Toggling Bistable Atoms via Mechanical Switching of Bond Angle

We reversibly switch the state of a bistable atom by direct mechanical manipulation of bond angle using a dynamic force microscope. Individual buckled dimers at the Si(100) surface are flipped via the formation of a single covalent bond, actuating the smallest conceivable in-plane toggle switch (two atoms) via chemical force alone. The response of a given dimer to a flip event depends critically on both the local and nonlocal environment of the target atom—an important consideration for future atomic scale fabrication strategies.

Figure 1

Toggling silicon dimers. (a) Open circles: Frequency shift ($\Delta f$) measured as a function of tip displacement ($z$) towards the “down” atom of a Si(100) dimer. Open triangles: $\Delta f$-vs-$z$ spectrum acquired during retraction of the tip.

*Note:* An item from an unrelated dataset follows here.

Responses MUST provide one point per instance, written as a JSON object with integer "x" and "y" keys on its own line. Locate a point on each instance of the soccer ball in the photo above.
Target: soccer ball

The insets show NC-AFM images, and illustrations of the atomic configurations, taken before and after the frequency shift measurement (acquired at the position marked with a cross). The dimer flipping event appears as a sharp jump in the $\Delta f$-vs-$z$ spectrum. (b) A $\Delta f$-vs-$z$ spectrum taken above a “down” atom of one of the phasons created in (a) restores the original symmetry via a second correlated flip event. (Image parameters: tip amplitude, 250 pm; $\Delta f$ $\mathrm{\text{set point}}=-9.1\mathrm{Hz}$)

Figure 2

Manipulating and annihilating phasons. The two “native” phasons highlighted in (a) are moved via controlled dimer flipping until they annihilate via the flip event shown in (j) to produce the region of $c(4\times 2)$ symmetry in (k). In (a)–(g) the upper phason is sequentially moved down the dimer row via a succession of single dimer flip events (generated in each case by a single $\Delta f\mathrm{\text{−}}z$ spectrum taken at the position marked by the cross). (A movie of the induced phason motion is available online [26].)

Figure 3

Measuring the force required to flip a dimer. (a) Open circles (triangles): Variation of the short-range force during tip approach (retraction) at the position marked with a cross in the “before” image. Note that it is not strictly valid to use the Sader-Jarvis algorithm [27] to plot the short-range force beyond the “discontinuity” due to the dimer flip and so we show only one force point (for clarity) beyond this threshold. Also plotted is the negligible variation in dissipation (for this tip [26]). The DFT-calculated spectra (solid lines), while in excellent agreement with experiment for the retraction curves, show that the threshold force at which the flip occurs is critically dependent on tip structure. (b) As for (a) except that the tip restores the original zigzag buckling.

Figure 4

(a) Energy profile associated with the transition from a $c(4\times 2)$ structure (position i) to a phason pair configuration (position iv) for a range of tip-sample separations. As the tip-sample separation is decreased (▿), the barrier for the transition to an intermediate three-in-a-row state (positions ii and iii)—never observed in experimental images—collapses ($\mathbf{▿}$). As the tip retracts, the barrier between the three-in-a-row and $c(4\times 2)$ states decreases dramatically (▾). Introduction of a two-dimer-vacancy (2DV) defect produces the energy band shown as (▴) (offset for clarity) at the closest tip approach. Part of the 2DV computational cell is shown in the inset (see 26 for more detail). (b) Long-range influence of a defect on the barrier for dimer flipping. In the row highlighted with an arrow, dimers appear symmetric while neighboring rows are clearly buckled. Image taken at 77 K; $\delta f=-40\mathrm{Hz}$; $\mathrm{\text{amplitude}}=100\mathrm{pm}$; $V_{\mathrm{gap}}=10\mathrm{mV}$.